Australia tightens COVID curbs as Brisbane extends lockdown, army patrols Sydney

A worker disposes of waste outside a quarantine hotel where returning travelers are kept in isolation for a period to curb the spread of the coronavirus disease (COVID-19) in Sydney, Australia

Australia’s Queensland state on Monday extended a COVID-19 lockdown in Brisbane, while soldiers began patrolling Sydney to enforce stay-at-home rules as Australia struggles to stop the highly contagious Delta variant of the coronavirus spreading.

Queensland said it had detected 13 new locally acquired COVID-19 cases in the past 24 hours – the biggest one-day rise the state has recorded in a year. The lockdown of Brisbane, Australia’s third-biggest city, was due to end on Tuesday but will now stay in place until late on Sunday.
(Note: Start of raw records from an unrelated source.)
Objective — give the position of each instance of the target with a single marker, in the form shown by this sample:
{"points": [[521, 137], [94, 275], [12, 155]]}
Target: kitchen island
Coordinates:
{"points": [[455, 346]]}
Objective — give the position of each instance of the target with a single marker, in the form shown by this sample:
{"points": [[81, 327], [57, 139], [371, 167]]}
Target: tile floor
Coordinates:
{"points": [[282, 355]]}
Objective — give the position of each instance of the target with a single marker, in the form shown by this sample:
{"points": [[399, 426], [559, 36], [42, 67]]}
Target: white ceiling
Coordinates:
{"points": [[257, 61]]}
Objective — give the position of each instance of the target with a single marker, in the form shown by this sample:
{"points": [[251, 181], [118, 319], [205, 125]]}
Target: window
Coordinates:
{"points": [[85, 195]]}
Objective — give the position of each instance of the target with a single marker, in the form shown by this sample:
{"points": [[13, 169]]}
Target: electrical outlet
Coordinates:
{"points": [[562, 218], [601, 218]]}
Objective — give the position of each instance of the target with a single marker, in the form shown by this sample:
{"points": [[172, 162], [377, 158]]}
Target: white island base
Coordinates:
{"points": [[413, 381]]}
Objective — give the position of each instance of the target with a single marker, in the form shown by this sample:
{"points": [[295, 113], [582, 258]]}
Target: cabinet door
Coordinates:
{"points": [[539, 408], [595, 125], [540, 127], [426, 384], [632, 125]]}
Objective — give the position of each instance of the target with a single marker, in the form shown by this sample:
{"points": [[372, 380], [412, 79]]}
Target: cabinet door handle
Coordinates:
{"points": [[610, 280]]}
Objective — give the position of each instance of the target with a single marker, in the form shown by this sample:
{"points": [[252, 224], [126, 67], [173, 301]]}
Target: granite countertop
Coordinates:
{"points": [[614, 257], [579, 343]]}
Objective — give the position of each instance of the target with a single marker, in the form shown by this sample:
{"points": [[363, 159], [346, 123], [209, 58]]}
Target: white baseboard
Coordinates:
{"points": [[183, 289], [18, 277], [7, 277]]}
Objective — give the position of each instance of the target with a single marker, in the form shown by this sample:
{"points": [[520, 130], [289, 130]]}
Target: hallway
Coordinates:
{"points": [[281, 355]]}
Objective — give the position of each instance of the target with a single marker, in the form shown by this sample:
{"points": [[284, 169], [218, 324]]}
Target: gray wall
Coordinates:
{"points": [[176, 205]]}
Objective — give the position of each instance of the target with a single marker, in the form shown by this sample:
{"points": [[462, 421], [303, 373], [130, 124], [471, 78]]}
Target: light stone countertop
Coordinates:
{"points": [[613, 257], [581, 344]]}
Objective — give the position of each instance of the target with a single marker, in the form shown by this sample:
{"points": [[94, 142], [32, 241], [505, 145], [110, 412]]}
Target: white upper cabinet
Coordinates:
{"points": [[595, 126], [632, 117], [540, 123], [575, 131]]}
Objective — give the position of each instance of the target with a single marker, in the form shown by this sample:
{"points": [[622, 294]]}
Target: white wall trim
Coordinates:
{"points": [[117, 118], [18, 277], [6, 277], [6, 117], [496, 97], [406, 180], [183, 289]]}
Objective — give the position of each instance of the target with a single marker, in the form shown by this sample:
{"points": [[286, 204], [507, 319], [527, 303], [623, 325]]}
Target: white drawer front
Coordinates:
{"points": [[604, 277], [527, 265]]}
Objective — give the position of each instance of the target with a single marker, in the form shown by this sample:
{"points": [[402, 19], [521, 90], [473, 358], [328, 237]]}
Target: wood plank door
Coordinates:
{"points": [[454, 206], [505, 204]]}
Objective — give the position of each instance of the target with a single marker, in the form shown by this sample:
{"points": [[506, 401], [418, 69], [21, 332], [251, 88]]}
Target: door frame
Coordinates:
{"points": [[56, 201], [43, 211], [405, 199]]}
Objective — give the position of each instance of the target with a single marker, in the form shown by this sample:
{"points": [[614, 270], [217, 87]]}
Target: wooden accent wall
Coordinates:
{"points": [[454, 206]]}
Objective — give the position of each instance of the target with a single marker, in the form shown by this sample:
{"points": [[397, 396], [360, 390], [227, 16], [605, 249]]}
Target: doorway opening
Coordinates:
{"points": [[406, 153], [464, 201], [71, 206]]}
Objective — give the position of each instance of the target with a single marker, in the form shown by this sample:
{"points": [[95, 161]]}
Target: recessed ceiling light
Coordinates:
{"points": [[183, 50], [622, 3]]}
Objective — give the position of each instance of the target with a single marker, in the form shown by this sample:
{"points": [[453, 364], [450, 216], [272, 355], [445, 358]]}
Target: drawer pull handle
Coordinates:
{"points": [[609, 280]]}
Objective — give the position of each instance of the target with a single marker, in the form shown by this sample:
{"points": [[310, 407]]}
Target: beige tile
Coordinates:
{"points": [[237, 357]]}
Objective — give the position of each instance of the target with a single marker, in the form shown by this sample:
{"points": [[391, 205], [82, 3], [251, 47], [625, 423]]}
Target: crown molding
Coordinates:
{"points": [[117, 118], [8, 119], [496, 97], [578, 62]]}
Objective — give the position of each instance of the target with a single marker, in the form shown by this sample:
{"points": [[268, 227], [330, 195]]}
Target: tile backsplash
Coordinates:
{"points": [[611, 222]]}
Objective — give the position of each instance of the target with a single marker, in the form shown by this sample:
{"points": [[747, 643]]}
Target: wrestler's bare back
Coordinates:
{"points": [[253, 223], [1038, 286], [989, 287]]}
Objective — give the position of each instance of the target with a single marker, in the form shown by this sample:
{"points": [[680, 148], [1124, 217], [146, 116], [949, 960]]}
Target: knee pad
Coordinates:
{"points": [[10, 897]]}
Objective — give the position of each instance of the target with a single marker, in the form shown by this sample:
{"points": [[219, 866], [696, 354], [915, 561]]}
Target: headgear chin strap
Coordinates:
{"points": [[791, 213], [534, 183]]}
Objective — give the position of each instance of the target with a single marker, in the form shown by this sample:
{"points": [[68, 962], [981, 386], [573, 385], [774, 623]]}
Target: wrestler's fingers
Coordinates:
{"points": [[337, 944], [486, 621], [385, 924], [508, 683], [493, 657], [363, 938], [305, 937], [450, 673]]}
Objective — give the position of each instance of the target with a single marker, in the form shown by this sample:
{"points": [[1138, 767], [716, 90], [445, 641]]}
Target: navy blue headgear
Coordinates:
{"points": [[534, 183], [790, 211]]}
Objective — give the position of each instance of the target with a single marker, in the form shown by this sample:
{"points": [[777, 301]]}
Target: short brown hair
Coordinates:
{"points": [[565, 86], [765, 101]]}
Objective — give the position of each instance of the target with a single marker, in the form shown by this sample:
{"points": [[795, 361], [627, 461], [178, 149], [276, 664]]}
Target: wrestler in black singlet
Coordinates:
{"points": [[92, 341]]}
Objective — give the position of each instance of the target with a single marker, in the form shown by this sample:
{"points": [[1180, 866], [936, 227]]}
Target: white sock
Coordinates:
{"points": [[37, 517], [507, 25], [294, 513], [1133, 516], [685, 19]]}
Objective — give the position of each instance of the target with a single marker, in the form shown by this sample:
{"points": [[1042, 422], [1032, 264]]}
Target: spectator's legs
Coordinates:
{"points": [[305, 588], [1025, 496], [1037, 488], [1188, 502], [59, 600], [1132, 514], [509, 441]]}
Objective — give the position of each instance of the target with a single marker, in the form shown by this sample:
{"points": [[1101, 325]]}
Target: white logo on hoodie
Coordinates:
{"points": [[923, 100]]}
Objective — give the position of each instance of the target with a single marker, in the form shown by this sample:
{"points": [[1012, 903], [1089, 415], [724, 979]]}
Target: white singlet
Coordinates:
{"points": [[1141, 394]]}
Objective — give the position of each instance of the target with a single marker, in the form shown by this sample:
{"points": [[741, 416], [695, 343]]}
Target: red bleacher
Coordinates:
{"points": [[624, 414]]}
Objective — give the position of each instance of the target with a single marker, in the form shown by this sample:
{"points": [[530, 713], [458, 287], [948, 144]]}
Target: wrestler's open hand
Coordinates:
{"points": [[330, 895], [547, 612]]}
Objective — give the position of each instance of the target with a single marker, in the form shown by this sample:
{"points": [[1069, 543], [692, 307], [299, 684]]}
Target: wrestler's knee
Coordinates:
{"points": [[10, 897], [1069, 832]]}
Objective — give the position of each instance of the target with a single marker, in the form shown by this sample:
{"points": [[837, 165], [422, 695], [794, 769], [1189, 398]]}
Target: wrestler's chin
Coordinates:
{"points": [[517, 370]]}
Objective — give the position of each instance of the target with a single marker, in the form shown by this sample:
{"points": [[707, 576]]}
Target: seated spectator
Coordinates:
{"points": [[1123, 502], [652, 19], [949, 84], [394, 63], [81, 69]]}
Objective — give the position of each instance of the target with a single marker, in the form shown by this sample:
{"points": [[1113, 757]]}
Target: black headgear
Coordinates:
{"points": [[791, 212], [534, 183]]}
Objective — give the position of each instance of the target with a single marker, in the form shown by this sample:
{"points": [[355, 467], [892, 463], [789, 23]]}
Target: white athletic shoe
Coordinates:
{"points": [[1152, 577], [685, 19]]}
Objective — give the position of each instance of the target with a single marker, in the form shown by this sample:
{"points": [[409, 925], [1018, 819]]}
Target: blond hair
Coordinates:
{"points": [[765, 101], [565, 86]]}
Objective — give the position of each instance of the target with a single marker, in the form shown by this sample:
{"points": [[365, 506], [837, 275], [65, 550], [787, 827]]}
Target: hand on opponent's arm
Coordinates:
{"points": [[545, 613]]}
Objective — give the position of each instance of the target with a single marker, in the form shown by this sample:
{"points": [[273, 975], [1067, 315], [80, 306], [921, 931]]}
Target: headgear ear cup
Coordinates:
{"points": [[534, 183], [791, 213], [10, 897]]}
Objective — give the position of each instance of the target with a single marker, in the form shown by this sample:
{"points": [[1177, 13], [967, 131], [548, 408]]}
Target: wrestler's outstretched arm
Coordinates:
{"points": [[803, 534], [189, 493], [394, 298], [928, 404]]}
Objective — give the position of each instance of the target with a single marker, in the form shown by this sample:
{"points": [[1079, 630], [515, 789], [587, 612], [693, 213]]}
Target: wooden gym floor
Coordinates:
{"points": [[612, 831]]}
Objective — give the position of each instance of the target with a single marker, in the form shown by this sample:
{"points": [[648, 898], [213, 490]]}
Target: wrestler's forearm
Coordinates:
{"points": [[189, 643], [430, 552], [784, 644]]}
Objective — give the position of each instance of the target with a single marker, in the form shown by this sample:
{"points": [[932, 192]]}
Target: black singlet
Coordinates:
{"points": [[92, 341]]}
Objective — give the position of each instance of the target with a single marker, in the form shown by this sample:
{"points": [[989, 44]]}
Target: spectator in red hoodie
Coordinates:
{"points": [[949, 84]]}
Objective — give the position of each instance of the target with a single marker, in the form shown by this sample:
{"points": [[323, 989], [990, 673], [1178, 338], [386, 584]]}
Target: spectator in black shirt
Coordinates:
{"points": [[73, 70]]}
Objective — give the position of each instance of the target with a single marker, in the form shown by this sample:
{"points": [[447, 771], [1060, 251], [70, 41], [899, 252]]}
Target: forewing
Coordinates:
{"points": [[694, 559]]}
“It’s starting to become clear that the initial lockdown will be insufficient for the outbreak,” Queensland state Deputy Premier Steven Miles told reporters in Brisbane.

Queensland has yet to establish how a school child acquired the virus, but has forced students at several schools and their families, including that of Australia’s Defence Minister Peter Dutton, to stay home.

Dutton said on Monday he would miss two weeks of parliament after he was told he must quarantine at home for 14 days as his two sons attend a school linked to the outbreak.

The rising new case numbers in two of the country’s biggest cities come as disquiet grows on how the government of Prime Minister Scott Morrison is handling the pandemic.

Although Australia’s vaccination drive has lagged many other developed economies, it has so far fared much better in keeping its coronavirus numbers relatively low, with just under 34,400 cases. The death toll rose to 925 after a man in his 90s died in Sydney.

Australia is going through a cycle of stop-start lockdowns in several cities after the emergence of the fast-moving Delta strain, and such restrictions are likely to persist until the country reaches a much higher level of vaccination coverage.

Prime Minister Morrison has promised lockdowns would be “less likely” once the country inoculates 70% of its population above 16 years of age – up from 19% now. Morrison expects to hit the 70% mark by the end of the year.